Keltham did have enough dignity, by that point in his life, not to rub it in or say 'told you so' to the other children, as this would have distracted them from the process of updating.
The Watcher spoke on, then, about how most people have selfish and unselfish parts - not selfish and unselfish components in their utility function, but parts of themselves in some less Law-aspiring way than that. Something with a utility function, if it values an apple 1% more than an orange, if offered a million apple-or-orange choices, will choose a million apples and zero oranges. The division within most people into selfish and unselfish components is not like that, you cannot feed it all with unselfish choices whatever the ratio. Not unless you are a Keeper, maybe, who has made yourself sharper and more coherent; or maybe not even then, who knows? For (it was said in another place) it is hazardous to non-Keepers to know too much about exactly how Keepers think.
It is dangerous to believe, said the Watcher, that you get extra virtue points the more that you let your altruistic part hammer down the selfish part. If you were older, said the Watcher, if you were more able to dissect thoughts into their parts and catalogue their effects, you would have noticed at once how this whole parable of the drowning child, was set to crush down the selfish part of you, to make it look like you would be invalid and shameful and harmful-to-others if the selfish part of you won, because, you're meant to think, people don't need expensive clothing - although somebody who's spent a lot on expensive clothing clearly has some use for it or some part of themselves that desires it quite strongly.

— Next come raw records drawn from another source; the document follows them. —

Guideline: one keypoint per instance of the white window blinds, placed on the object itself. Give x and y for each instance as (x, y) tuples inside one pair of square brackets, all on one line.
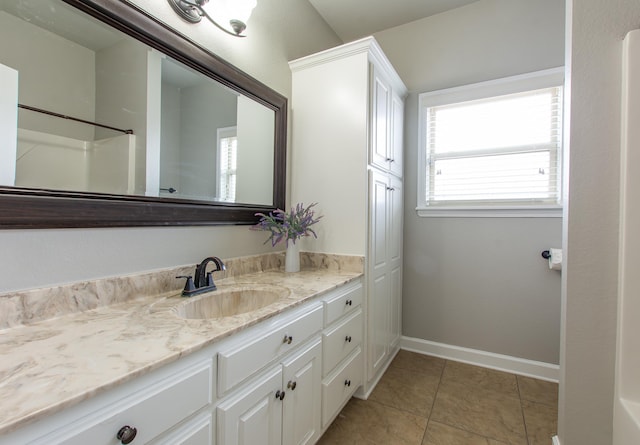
[(501, 150), (227, 164)]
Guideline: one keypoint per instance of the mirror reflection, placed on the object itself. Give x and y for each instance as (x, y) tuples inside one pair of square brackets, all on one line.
[(101, 112)]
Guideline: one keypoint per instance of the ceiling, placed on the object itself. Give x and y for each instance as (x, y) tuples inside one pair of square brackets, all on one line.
[(354, 19)]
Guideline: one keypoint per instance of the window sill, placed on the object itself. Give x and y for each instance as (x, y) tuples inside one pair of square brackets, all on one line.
[(491, 212)]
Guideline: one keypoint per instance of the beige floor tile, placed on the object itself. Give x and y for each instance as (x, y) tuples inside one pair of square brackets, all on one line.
[(418, 362), (408, 390), (541, 421), (440, 434), (486, 412), (478, 377), (366, 422), (535, 390)]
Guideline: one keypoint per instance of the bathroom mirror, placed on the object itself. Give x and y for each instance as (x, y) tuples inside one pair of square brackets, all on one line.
[(124, 122)]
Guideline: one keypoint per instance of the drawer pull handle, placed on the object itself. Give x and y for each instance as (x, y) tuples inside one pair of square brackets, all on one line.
[(126, 434)]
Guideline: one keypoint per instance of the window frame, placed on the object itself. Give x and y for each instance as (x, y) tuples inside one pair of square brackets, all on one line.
[(553, 77)]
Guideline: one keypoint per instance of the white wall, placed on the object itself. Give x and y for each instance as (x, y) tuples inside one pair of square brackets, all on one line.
[(595, 31), (279, 30), (121, 97), (63, 85), (478, 283), (255, 152)]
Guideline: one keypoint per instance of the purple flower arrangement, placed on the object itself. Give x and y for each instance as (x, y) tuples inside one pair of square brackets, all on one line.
[(288, 226)]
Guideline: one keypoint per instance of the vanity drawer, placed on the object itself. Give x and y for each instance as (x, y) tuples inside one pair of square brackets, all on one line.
[(239, 362), (343, 303), (339, 341), (340, 386), (151, 411)]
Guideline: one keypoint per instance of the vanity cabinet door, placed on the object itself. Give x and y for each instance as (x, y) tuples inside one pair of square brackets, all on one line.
[(302, 404), (253, 415)]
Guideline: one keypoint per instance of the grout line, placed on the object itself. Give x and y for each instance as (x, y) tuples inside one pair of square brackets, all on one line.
[(524, 421), (433, 404)]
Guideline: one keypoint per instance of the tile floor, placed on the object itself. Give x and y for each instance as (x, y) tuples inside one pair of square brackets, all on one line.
[(423, 400)]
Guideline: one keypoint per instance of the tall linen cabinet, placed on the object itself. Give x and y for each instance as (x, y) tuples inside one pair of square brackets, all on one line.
[(347, 146)]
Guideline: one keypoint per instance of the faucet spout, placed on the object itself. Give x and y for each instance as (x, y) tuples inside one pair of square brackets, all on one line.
[(204, 279)]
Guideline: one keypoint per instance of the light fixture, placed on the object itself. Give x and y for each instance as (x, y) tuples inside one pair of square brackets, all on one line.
[(234, 12)]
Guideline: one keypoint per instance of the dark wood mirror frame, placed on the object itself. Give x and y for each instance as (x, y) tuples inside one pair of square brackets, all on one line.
[(22, 208)]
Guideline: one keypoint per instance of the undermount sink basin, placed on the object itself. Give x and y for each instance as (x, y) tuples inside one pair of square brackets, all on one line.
[(229, 302)]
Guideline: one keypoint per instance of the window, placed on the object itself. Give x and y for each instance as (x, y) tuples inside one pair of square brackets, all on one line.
[(492, 148), (227, 164)]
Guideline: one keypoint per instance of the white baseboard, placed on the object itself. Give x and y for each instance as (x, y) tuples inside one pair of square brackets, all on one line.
[(514, 365)]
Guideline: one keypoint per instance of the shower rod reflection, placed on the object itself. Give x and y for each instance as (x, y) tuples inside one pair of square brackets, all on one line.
[(62, 116)]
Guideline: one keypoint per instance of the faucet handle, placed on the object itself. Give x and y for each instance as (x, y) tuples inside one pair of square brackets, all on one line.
[(188, 285), (210, 282)]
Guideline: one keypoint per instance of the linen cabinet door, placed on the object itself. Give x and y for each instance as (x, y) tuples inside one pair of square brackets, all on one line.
[(253, 415), (302, 404), (395, 259), (378, 325), (380, 106), (396, 147)]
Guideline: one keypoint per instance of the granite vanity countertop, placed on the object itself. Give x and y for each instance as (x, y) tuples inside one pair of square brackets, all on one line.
[(52, 364)]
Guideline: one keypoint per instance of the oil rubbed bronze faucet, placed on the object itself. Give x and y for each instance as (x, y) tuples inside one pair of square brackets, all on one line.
[(204, 280)]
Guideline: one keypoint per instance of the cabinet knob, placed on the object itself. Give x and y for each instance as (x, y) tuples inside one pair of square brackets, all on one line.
[(126, 434)]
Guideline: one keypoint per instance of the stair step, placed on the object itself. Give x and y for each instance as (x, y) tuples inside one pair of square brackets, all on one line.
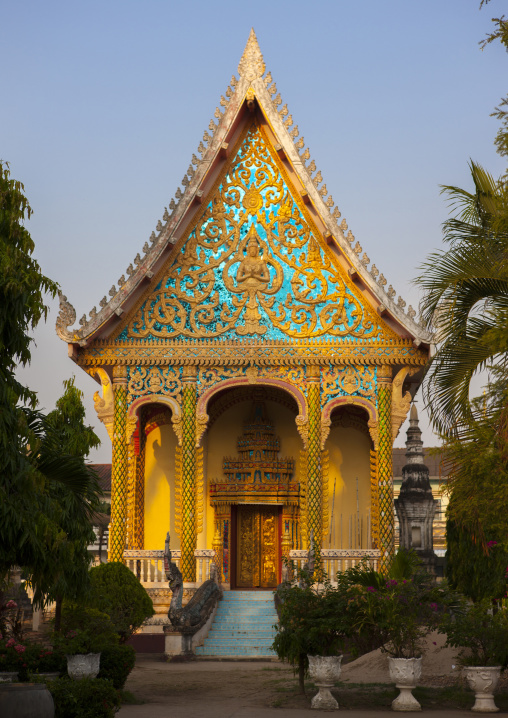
[(243, 626)]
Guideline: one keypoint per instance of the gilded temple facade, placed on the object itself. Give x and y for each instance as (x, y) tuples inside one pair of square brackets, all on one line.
[(254, 371)]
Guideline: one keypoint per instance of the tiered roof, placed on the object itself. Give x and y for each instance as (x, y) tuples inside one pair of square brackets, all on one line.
[(254, 88)]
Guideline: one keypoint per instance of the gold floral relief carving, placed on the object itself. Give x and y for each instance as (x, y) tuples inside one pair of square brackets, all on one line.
[(104, 405), (201, 424), (252, 263), (374, 432), (303, 429), (155, 380), (348, 380), (132, 422), (400, 402), (326, 423), (176, 421)]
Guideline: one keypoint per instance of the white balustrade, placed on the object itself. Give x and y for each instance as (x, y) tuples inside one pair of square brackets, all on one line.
[(338, 560), (148, 566)]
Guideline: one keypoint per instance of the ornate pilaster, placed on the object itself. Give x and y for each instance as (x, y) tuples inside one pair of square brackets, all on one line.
[(117, 528), (385, 467), (188, 469), (217, 547), (314, 497), (139, 488)]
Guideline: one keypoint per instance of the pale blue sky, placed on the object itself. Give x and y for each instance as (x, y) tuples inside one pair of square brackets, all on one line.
[(103, 104)]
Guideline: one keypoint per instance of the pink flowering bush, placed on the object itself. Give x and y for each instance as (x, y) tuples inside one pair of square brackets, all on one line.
[(395, 614), (30, 658)]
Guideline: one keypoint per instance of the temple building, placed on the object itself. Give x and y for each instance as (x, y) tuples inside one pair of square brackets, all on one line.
[(254, 371)]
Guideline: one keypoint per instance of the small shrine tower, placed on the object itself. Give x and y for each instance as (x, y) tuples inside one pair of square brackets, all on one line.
[(416, 505)]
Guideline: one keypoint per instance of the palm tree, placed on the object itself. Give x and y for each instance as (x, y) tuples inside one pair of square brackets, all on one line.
[(466, 299)]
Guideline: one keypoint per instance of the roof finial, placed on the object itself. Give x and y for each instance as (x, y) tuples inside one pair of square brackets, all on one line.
[(251, 65)]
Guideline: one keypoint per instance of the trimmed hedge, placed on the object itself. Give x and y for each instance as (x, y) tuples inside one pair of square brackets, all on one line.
[(116, 591), (87, 698), (116, 664)]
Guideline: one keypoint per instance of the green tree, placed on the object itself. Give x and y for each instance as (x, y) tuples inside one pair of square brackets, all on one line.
[(466, 299), (64, 572), (501, 112), (116, 591), (477, 522), (32, 463)]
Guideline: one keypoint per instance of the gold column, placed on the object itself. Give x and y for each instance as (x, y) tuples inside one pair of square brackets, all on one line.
[(217, 547), (385, 467), (139, 490), (188, 482), (314, 497), (117, 525)]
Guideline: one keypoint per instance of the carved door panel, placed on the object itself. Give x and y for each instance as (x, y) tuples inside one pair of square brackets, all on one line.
[(257, 547)]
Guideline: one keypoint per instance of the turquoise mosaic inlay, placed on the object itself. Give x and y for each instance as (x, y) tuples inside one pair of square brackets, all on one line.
[(252, 267)]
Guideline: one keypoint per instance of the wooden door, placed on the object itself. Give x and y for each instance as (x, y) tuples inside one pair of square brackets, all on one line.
[(257, 547)]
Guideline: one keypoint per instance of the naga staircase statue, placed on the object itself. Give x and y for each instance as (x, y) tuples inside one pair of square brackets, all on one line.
[(189, 619)]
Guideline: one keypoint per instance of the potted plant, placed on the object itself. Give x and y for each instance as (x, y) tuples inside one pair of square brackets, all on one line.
[(84, 633), (481, 632), (310, 633), (398, 615), (45, 663)]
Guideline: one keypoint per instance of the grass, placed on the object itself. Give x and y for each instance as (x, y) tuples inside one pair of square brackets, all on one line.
[(379, 696)]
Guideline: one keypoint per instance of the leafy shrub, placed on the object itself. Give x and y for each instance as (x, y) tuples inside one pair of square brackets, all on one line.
[(116, 664), (481, 634), (116, 591), (84, 630), (87, 698)]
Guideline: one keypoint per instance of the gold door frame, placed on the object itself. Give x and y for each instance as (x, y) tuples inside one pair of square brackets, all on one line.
[(257, 546)]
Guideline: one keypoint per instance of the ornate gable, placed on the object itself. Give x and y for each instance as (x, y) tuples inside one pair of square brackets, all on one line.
[(252, 263), (265, 260)]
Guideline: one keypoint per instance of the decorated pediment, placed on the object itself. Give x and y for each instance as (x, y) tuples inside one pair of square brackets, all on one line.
[(252, 264)]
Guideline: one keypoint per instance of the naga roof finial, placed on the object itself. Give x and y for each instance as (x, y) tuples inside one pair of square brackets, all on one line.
[(251, 65)]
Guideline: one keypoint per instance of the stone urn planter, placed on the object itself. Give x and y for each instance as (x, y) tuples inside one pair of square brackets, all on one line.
[(405, 673), (483, 681), (83, 665), (19, 700), (8, 676), (44, 677), (324, 671)]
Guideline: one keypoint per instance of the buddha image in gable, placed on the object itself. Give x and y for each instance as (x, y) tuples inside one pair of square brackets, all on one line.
[(253, 280), (253, 269)]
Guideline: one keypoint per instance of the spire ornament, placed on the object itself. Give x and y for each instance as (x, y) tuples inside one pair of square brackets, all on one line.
[(66, 318), (251, 65)]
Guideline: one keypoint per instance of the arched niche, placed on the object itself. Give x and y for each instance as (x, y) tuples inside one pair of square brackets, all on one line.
[(158, 444), (349, 445), (228, 410)]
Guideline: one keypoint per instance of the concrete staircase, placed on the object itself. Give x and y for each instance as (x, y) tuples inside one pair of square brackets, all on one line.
[(242, 627)]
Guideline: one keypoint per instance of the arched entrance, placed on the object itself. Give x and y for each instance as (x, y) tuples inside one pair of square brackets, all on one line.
[(252, 458)]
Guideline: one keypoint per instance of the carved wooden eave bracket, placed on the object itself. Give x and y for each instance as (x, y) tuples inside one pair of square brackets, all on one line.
[(253, 86)]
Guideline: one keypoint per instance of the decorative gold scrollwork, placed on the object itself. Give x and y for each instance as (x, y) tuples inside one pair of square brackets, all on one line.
[(253, 265)]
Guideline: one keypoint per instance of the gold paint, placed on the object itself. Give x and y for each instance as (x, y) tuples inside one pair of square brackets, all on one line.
[(308, 271), (105, 405), (241, 352), (257, 550), (400, 402)]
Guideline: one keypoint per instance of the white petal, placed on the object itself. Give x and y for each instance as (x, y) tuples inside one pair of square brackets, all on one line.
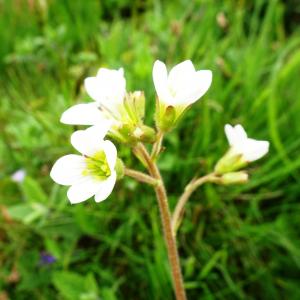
[(68, 169), (82, 114), (230, 134), (254, 150), (111, 154), (240, 132), (83, 189), (90, 140), (106, 187), (108, 88), (181, 73), (160, 79), (236, 135), (91, 86)]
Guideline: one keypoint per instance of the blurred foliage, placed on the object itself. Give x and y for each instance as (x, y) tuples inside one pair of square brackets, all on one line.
[(235, 242)]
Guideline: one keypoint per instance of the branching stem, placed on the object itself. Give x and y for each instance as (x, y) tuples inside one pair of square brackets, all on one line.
[(142, 177), (165, 214), (189, 189)]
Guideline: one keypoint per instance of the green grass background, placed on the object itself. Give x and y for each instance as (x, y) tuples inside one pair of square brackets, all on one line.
[(239, 242)]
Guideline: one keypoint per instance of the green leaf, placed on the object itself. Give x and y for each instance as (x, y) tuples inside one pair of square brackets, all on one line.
[(32, 191)]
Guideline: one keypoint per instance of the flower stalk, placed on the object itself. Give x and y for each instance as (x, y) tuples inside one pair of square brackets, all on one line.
[(188, 191), (141, 177), (165, 214)]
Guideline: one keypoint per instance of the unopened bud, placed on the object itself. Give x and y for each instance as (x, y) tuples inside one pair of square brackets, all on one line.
[(230, 162), (165, 117), (120, 168), (234, 178)]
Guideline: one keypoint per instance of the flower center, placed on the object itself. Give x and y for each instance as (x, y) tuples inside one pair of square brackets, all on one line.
[(97, 166)]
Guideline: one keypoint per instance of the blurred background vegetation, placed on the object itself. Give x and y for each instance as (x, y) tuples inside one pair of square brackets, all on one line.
[(235, 242)]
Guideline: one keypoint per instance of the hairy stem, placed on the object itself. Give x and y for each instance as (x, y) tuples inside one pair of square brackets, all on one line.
[(167, 227), (157, 146), (139, 176), (189, 189)]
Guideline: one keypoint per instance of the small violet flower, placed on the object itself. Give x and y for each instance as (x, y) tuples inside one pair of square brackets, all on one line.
[(243, 150), (47, 259), (177, 90), (94, 172), (18, 176)]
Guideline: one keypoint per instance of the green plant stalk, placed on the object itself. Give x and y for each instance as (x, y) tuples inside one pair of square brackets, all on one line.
[(142, 177), (165, 214), (189, 189)]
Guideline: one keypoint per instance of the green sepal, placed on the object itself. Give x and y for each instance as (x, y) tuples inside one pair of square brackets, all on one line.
[(120, 169), (230, 162)]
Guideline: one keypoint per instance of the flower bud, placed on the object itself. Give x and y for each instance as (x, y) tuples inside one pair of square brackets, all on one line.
[(120, 168), (230, 162), (134, 104), (233, 178), (165, 117), (145, 134)]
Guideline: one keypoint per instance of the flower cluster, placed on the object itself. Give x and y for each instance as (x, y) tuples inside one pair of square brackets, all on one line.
[(117, 114)]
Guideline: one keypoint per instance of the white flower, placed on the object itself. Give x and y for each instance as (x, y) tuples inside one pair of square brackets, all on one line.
[(250, 149), (108, 89), (18, 176), (93, 172), (183, 85)]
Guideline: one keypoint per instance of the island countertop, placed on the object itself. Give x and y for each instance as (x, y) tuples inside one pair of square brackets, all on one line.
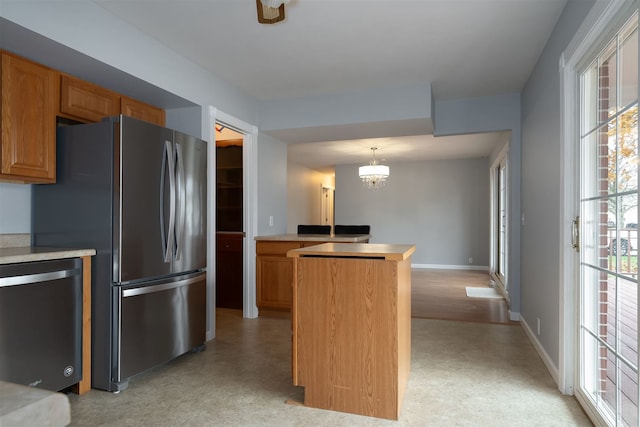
[(395, 252), (341, 238), (39, 253)]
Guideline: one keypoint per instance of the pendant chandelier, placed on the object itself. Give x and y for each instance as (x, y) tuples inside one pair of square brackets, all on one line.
[(271, 11), (373, 175)]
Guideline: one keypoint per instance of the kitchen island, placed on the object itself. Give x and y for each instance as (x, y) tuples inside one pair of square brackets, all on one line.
[(274, 271), (351, 321)]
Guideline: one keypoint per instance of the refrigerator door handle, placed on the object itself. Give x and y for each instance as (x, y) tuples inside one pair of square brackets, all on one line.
[(181, 213), (168, 155)]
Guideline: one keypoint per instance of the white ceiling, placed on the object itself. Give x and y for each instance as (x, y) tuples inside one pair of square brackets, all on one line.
[(464, 48)]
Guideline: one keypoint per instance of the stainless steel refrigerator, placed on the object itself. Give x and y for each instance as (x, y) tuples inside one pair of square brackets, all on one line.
[(137, 194)]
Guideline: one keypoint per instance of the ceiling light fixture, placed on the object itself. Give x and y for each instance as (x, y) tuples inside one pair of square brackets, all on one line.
[(270, 11), (373, 175)]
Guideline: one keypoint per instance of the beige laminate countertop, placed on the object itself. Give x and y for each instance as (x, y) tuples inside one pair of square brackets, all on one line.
[(356, 250), (40, 253), (343, 238)]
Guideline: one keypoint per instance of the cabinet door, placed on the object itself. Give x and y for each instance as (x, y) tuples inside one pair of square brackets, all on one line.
[(274, 277), (141, 111), (87, 101), (28, 121), (229, 271)]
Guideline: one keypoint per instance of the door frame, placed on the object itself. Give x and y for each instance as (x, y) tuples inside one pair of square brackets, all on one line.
[(211, 116), (597, 23), (501, 158)]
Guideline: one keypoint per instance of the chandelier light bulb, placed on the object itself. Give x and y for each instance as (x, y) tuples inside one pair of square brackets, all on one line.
[(373, 175), (274, 4)]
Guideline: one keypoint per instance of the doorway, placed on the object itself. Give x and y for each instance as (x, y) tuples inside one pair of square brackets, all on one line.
[(229, 218), (500, 221)]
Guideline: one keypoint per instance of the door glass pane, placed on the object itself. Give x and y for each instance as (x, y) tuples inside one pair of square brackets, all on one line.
[(609, 240)]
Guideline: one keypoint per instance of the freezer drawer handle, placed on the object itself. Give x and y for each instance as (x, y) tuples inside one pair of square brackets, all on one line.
[(168, 161), (36, 278), (181, 211), (162, 287)]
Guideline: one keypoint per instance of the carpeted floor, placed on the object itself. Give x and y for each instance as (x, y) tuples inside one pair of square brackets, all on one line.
[(462, 374), (441, 294)]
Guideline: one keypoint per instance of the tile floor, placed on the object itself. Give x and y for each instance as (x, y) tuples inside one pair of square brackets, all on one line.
[(462, 374)]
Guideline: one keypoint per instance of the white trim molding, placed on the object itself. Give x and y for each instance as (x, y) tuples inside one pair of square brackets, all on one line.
[(451, 267)]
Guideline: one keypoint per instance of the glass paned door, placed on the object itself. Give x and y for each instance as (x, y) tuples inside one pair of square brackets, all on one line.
[(608, 294), (502, 222)]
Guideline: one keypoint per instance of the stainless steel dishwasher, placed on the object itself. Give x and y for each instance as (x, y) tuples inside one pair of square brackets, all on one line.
[(41, 323)]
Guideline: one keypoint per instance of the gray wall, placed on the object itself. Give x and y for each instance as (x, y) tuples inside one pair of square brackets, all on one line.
[(15, 208), (541, 183), (272, 185), (492, 114), (440, 206), (304, 196)]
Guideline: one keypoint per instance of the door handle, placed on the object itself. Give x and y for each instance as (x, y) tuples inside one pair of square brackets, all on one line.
[(575, 234)]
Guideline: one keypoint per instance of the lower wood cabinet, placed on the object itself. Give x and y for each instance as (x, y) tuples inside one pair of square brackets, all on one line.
[(83, 100), (274, 271), (229, 269), (141, 111), (274, 274)]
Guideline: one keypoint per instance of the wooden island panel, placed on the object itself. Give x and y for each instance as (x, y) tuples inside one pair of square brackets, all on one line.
[(274, 271), (351, 323)]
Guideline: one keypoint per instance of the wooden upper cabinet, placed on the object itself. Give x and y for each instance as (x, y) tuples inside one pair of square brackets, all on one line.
[(28, 121), (140, 110), (86, 101)]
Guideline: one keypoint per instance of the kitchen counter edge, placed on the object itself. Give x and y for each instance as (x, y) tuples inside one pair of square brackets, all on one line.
[(40, 253)]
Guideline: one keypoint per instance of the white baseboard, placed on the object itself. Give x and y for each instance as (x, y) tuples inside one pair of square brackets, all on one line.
[(451, 267), (553, 370)]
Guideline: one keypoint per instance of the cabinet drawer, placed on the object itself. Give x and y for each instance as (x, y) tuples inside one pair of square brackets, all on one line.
[(87, 101), (141, 111), (276, 248)]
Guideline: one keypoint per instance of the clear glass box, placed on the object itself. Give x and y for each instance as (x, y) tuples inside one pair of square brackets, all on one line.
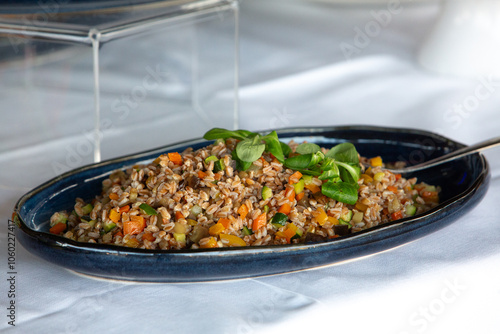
[(83, 81)]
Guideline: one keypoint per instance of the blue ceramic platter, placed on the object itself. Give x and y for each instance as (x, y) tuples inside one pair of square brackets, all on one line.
[(464, 182)]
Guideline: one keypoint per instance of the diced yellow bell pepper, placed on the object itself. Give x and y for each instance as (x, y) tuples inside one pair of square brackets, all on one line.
[(216, 229), (333, 220), (180, 237)]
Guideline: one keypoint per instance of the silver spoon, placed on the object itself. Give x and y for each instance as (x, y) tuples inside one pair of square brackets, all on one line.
[(449, 157)]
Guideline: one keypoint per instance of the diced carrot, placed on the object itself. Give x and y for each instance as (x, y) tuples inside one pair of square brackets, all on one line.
[(125, 208), (134, 226), (57, 228), (393, 189), (397, 215), (216, 229), (175, 157), (367, 178), (419, 187), (313, 188), (114, 216), (138, 219), (178, 215), (225, 222), (300, 196), (280, 235), (295, 177), (404, 200), (243, 211), (259, 222), (148, 236), (285, 208)]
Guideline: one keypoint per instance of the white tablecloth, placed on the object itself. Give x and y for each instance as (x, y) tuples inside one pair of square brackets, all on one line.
[(304, 63)]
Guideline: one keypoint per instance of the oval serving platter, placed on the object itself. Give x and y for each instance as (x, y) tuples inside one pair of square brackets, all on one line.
[(464, 183)]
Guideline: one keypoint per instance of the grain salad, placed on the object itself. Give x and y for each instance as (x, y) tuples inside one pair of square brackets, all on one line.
[(244, 189)]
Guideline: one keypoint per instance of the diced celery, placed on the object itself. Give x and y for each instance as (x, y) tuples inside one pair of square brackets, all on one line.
[(299, 186), (279, 219), (307, 179), (148, 210), (347, 217), (211, 158), (266, 192), (343, 222)]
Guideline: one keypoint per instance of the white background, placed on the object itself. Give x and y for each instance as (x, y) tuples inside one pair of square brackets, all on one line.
[(295, 71)]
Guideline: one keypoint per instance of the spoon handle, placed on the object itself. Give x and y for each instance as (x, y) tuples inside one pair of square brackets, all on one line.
[(490, 143)]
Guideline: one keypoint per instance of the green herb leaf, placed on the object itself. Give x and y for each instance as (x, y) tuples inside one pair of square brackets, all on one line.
[(250, 149), (344, 152), (273, 146), (306, 148), (285, 149), (340, 191), (349, 172), (303, 161), (330, 175)]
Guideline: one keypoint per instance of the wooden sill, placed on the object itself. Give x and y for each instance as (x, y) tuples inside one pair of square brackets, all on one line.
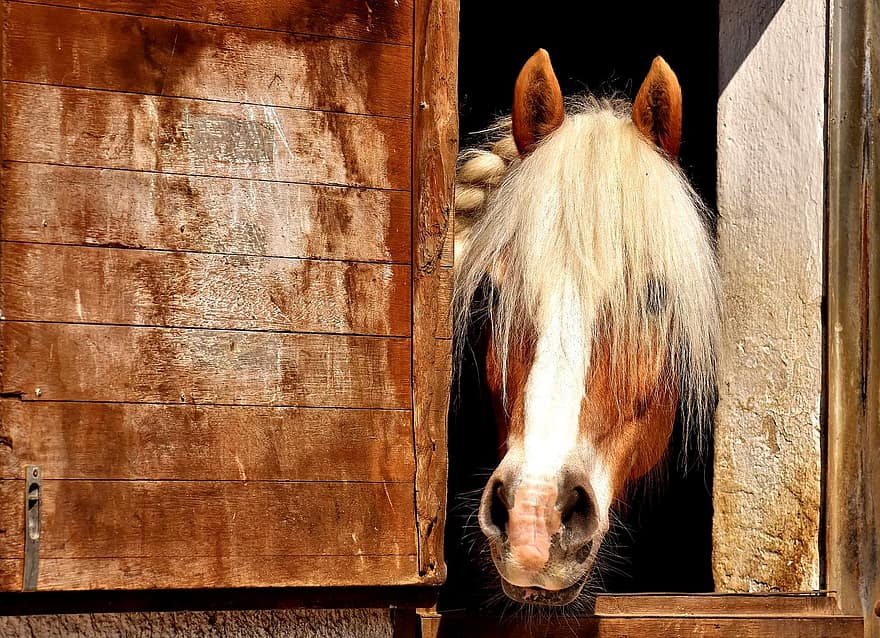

It is a parable calculated to set at odds two pieces of yourself (said the Watcher), and your flaw is not that you made the wrong choice between the two pieces, it was that you hammered one of those pieces down. Even though with a bit more thought, you could have at least seen the options for being that piece of yourself too, and not too expensively.
And much more importantly (said the Watcher), you failed to understand and notice a kind of outside assault on your internal integrity, you did not notice how this parable was setting up two pieces of yourself at odds, so that you could not be both at once, and arranging for one of them to hammer down the other in a way that would leave it feeling small and injured and unable to speak in its own defense.
"If I'd actually wanted you to twist yourselves up and burn yourselves out around this," said the Watcher, "I could have designed an adversarial lecture that would have driven everybody in this room halfway crazy - except for Keltham. He's not just immune because he's an agent with a slightly different utility function, he's immune because he instinctively doesn't switch off a kind of self-integrity that everyone else in this class needs to learn to not switch off so easily."